The next day, there were others who opened their mouths and affirmed love with their voices. On the steps of the Capitol — a mere two weeks after the chaotic and angry coup — music offered solace, and we found joy and hope. But first!… Outgoing President Donald Trump was serenaded at Andrews Air Force Base as they played Journey's "Don't Stop Believing" — the music our favorite gangster, Tony Soprano, was (depending on who you ask) whacked to. And, Trump's exit song was "YMCA," essentially a gay cruising song, bringing the occasion to a level of awkwardness and wrong — the cringing melodic equivalent of his Four Seasons Total Landscaping press conference.

But later at the Capitol came the real, live singers. Enter Lady Gaga, resplendent in an oceanic red skirt and golden brooch seemingly fashioned by Hephaestus himself. Her national anthem was pure exuberance. And Jennifer Lopez sang "This Land Is Your Land" — with a burst of Spanish — and we were lulled by a second goddess with divine spark. They were twin Persephones rising from a half year of darkness. What moved me most was the entrance of Garth Brooks, the very square, very Republican country singer. Having him there to sing "Amazing Grace" was an amazing grace. He is a die-hard Republican with a die-hard Republican following. Solidly and gently, he sang, and invited us all to sing — through our masks — and through the frozenness that has become our stunned silence.

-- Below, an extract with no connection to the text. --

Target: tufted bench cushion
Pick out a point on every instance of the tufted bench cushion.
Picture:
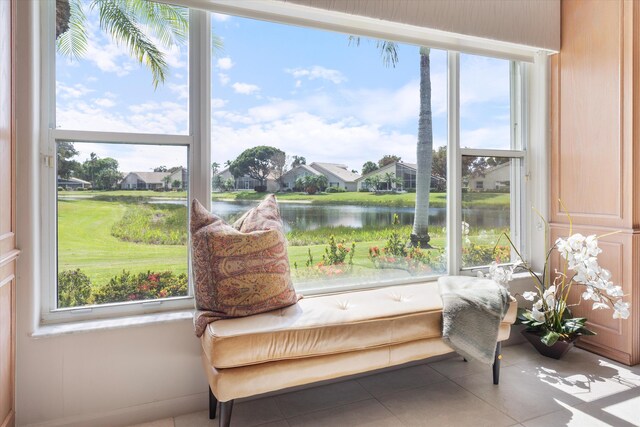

Lovely melodies and lovely voices. But we are injured listeners. We are scarred. There are so many losses, so many flags to mark those who have died. We are a disillusioned country. We have not sung for so long. Though I knew that there would be more voices and more singing later during the inauguration entertainment, I had, in the best sense, heard enough. We had shared the moment when, as Cohen said, you open your mouth and you throw open your arms and you just sing.

On Inauguration Day, there was music in America.